No laughing matter

The engineer is one of a growing number of researchers trying to crack the next barrier in computer speech synthesis - emotion. Computers are starting to laugh and sigh, express joy and anger, and even hesitate with natural "ums" and "ahs," in labs at many research centres and universities.

Called expressive speech synthesis, Ellen Eide of IBM in New York says "it’s the hot area" in the field today. The multinational plans to introduce a version of its commercial speech synthesiser that incorporates the new technology.

It is also one of the hardest problems to solve, says Sundaram, who has spent months at the University of Southern California tweaking his laugh synthesiser. And the sound? Mirthful, but still machine-made.

"Laughter," he says, "is a very, very complex process."

In 2001, psychologists Jo-Anne Bachorowski, of Vanderbilt University, and Michael Owren, of Cornell, discovered the complexity of laughter when they recorded 1,024 responses from college students watching the films Monty Python and the Holy Grail and When Harry Met Sally.
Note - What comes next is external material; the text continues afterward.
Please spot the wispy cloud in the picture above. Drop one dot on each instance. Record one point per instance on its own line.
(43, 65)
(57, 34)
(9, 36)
Men tended to grunt and snort, while women generated more song-like laughter. When some of the audience cracked up with laughter, they hit pitches in excess of 1,000 hertz - roughly high C for a soprano. And those were just the men.

But the complexity of the challenge does not prevent the quest for expressive speech synthesis. It is driven primarily by a grim fact of electronic life: the automated response computers that many of us talk to every day, as we look up phone numbers, check portfolio balances or book airline flights, might be convenient but they can be annoying.

Commercial voice synthesisers speak in the same perpetually upbeat tone whether they’re announcing the time of day or telling you that your pension has just plummeted.

David Nahamoo, overseer of voice synthesis research at IBM, says businesses are concerned that as the technology spreads, customers will be turned off. "We all go crazy when we get some chipper voice telling us bad news," he says.

And so, in the coming months, IBM plans to roll out a new commercial speech synthesiser that understands. The Expressive Text-to-Speech Engine took two years to develop and is designed to strike the appropriate tone when delivering good and bad news. The goal, says Nahamoo, is "to really show some sort of feeling".

Scientist Juergen Schroeter, who oversees speech synthesis research at AT&T Labs, says his organisation wants not only to generate emotional speech, but to detect it too. "Everybody wants to be able to recognise anger and frustration automatically," says Julia Hirschberg, a former AT&T researcher who is now at Columbia University in New York. For example, an automated system that senses stress or anger in a caller’s voice could automatically transfer a customer to a human for help, she says. Hirschberg is developing tutoring software that can recognise frustration and stress in a student’s voice and react by adopting a more soothing tone or by restating a problem. "Sometimes, just by addressing the emotion, it makes people feel better," says Hirschberg.

So, how do you make a machine sound emotional? Nick Campbell, a speech synthesis researcher at the Advanced Telecommunications Research Institute in Kyoto, Japan, says it first helps to understand how the speech synthesis technology most people encounter today is created.

The technique, known as "concatenative synthesis", works like this: engineers hire actors to read into a microphone for several hours. Then they dice the recording into short segments. Measuring in milliseconds, each segment is often barely the length of a single vowel. When it’s time to talk, the computer picks through this audio database for the right vocal elements and stitches them together, digitally smoothing any rough transitions.

If research succeeds, the first customers are likely to be Japanese auto and toymakers, who want to make their products - cars, robots and so on - expressive. Campbell adds: "Instead of saying, ‘You’ve exceeded the speed limit,’ they want the car to go, "Oy - watch it!"

But Sundaram and others know that synthesising emotional speech is only part of the challenge. Determining when and how to use it is vital. As Jurgen Trouvain, a linguist at Saarland University in Germany who is working on laughter synthesis, says: "You would not like to be embarrassing."